Today I had a hardish run workout, and I did it on a bike path near where I work. I know this bike path goes slowly uphill on the way out, and therefore (yes, I'm quick like that) somewhat downhill on the way back. I am not above using this occasionally to my advantage in workouts, although today it didn't really matter, since the hard stuff was by heart rate. But what I noticed today, for like the 2,018th time in my running life, is that while the slight uphill is noticeable in the moment, the slight downhill really is not. Had I not just turned around from running uphill for 20 minutes or so, I would've sworn I was on a nice flat when I was really coasting slightly downhill.
Which brings me to the bike. This summer I had several workouts where I headed out on a flat section of road near the Connecticut River--anyone who lives out here knows what I mean (Tuesday night TT course)--and the wind is variable day to day, but usually present in some direction. I would be doing some workout where my HR was not all out, and invariably I would be coasting along without much effort, look down and see that I was in one of the hardest gears, see something like 25 mph on my bike computer, and immediately conclude, "Wow! I've just had a real breakthrough in bike fitness!" I would then spend the rest of the first half of the workout congratulating myself on this breakthrough.

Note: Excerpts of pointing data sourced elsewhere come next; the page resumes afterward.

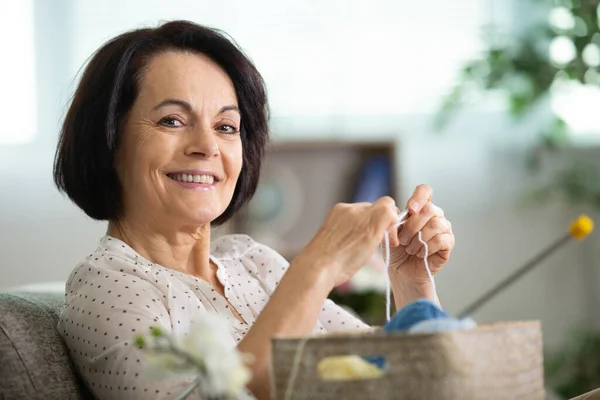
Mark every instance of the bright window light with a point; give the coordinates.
(17, 73)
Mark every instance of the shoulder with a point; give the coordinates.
(112, 261)
(258, 260)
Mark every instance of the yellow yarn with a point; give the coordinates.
(581, 227)
(344, 368)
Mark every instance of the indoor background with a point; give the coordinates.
(355, 73)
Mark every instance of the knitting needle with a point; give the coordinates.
(579, 229)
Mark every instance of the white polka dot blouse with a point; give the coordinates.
(116, 294)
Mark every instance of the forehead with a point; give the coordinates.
(188, 76)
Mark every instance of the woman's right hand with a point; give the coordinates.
(348, 237)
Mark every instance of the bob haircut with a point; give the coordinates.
(84, 160)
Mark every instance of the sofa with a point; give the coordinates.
(34, 361)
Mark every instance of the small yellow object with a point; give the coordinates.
(345, 368)
(581, 227)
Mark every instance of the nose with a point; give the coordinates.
(203, 143)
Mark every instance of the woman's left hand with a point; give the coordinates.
(407, 252)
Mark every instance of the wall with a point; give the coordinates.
(476, 169)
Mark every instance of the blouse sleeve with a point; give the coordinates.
(105, 309)
(270, 267)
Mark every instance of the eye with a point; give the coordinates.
(171, 122)
(229, 129)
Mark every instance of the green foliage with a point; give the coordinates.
(574, 369)
(522, 69)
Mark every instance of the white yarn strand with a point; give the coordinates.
(388, 295)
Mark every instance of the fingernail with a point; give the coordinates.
(414, 206)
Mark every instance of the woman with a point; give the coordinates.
(164, 139)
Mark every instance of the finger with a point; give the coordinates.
(417, 222)
(385, 212)
(393, 235)
(440, 245)
(421, 196)
(434, 227)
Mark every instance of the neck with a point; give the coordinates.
(186, 249)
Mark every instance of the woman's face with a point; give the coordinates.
(180, 154)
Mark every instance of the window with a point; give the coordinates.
(323, 58)
(17, 73)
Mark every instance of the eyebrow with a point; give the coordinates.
(187, 106)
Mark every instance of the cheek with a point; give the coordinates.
(235, 160)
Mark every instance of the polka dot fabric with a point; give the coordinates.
(115, 294)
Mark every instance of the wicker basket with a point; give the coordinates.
(496, 361)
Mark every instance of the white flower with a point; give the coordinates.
(209, 341)
(207, 350)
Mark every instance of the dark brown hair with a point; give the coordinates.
(84, 160)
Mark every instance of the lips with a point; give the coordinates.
(192, 177)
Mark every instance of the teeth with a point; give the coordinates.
(209, 179)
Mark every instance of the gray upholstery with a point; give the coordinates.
(34, 362)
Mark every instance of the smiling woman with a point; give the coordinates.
(164, 138)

Then I would turn around. And hit a massive headwind. And struggle to keep the pace above 17 mph. And, had I not been afraid of falling over, I would have slapped myself on the forehead and said, "OH! That was a TAILWIND!"

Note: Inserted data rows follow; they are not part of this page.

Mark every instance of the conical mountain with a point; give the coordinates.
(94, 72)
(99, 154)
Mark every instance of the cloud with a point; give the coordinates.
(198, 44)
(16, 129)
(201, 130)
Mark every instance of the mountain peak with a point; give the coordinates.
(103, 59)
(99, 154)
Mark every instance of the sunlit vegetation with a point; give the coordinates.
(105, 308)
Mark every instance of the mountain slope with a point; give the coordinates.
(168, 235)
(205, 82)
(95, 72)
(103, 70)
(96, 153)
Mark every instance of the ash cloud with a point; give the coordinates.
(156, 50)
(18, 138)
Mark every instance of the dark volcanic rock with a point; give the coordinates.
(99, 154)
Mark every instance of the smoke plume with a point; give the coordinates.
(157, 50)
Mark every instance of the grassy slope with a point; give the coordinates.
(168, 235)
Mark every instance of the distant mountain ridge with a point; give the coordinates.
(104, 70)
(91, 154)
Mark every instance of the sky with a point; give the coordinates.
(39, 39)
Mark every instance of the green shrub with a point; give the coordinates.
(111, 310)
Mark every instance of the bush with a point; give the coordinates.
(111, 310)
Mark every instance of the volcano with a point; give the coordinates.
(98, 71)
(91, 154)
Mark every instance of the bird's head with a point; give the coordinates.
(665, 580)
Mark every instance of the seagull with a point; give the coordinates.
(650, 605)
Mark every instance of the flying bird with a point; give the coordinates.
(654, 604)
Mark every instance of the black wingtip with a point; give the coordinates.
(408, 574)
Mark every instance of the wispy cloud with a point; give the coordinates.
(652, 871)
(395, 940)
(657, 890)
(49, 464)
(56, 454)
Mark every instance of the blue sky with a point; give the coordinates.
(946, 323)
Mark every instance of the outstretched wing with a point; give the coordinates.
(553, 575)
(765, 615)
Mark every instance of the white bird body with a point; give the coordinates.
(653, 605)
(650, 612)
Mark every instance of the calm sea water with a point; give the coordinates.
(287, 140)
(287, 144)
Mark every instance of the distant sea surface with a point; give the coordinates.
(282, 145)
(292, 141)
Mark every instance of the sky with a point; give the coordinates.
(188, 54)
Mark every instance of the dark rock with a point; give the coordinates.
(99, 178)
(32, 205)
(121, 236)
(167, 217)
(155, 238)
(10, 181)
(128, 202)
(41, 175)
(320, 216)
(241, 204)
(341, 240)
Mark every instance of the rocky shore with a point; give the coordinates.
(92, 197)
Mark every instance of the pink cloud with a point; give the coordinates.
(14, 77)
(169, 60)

And then I would repeat this the next week.
The thing is, it ALWAYS feels like there's a headwind on the bike. Because there is, whether or not there's a net tailwind. (I'm sure there's a physics/fluid mechanics term for this, but I'm just going to make one up. There is always a local headwind around, appropriately enough, one's head. Even if there's a gale force wind pushing at one's butt.)

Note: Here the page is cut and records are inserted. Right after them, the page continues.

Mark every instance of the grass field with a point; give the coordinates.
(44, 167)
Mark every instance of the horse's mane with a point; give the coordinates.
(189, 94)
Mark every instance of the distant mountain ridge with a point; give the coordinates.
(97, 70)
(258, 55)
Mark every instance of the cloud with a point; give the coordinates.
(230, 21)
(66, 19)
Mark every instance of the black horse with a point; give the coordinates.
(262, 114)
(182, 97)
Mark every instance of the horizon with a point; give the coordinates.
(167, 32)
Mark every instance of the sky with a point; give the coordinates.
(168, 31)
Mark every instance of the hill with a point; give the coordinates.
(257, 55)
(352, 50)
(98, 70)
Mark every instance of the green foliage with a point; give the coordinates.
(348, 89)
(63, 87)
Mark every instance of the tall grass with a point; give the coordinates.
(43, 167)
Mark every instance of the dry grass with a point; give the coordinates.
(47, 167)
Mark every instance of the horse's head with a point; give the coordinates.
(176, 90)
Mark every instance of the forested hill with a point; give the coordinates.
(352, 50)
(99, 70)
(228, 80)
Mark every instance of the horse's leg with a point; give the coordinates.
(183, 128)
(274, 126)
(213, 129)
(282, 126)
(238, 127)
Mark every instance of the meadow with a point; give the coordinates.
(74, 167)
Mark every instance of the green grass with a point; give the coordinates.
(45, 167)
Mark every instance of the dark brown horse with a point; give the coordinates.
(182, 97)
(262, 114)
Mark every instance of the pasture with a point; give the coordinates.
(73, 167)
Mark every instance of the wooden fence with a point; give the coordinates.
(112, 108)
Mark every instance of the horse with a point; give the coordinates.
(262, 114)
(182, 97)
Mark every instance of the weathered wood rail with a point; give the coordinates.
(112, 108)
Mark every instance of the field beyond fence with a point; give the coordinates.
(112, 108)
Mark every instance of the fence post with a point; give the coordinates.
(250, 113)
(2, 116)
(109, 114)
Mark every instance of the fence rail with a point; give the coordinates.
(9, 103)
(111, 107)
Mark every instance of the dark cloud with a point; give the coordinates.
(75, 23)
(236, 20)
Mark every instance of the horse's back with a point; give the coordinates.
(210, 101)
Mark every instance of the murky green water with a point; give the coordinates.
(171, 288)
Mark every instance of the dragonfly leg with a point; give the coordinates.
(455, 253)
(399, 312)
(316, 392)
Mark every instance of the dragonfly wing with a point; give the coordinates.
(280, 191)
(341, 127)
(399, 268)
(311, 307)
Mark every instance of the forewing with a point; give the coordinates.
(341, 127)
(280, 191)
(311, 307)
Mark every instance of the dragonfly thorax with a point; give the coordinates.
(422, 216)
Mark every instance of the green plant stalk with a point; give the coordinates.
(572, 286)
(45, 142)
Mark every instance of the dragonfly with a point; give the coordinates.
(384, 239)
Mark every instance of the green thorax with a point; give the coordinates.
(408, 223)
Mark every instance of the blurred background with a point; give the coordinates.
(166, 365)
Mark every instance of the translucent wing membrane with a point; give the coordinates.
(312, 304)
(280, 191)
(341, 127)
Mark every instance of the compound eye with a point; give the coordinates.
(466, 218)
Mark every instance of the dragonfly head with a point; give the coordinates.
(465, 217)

But it's not like I am totally stupid. I do learn from experience. So by the end of the summer, my internal conversation on the way out would go something like this: "Wow! I've just had a real breakthrough in bike fitness!" A minute later: "Oh wait--this happened before, and it was just a tailwind. And in fact, now I see that all the flags on main street in Hatfield are pointed directly away from me. There must be another tailwind today." 30 seconds later: "Yeah, but it doesn't FEEL like there's that much of a tailwind. I must have had some kind of serious breakthrough in bike fitness anyway!" After the turnaround: "Wow--where did this vicious headwind come from?"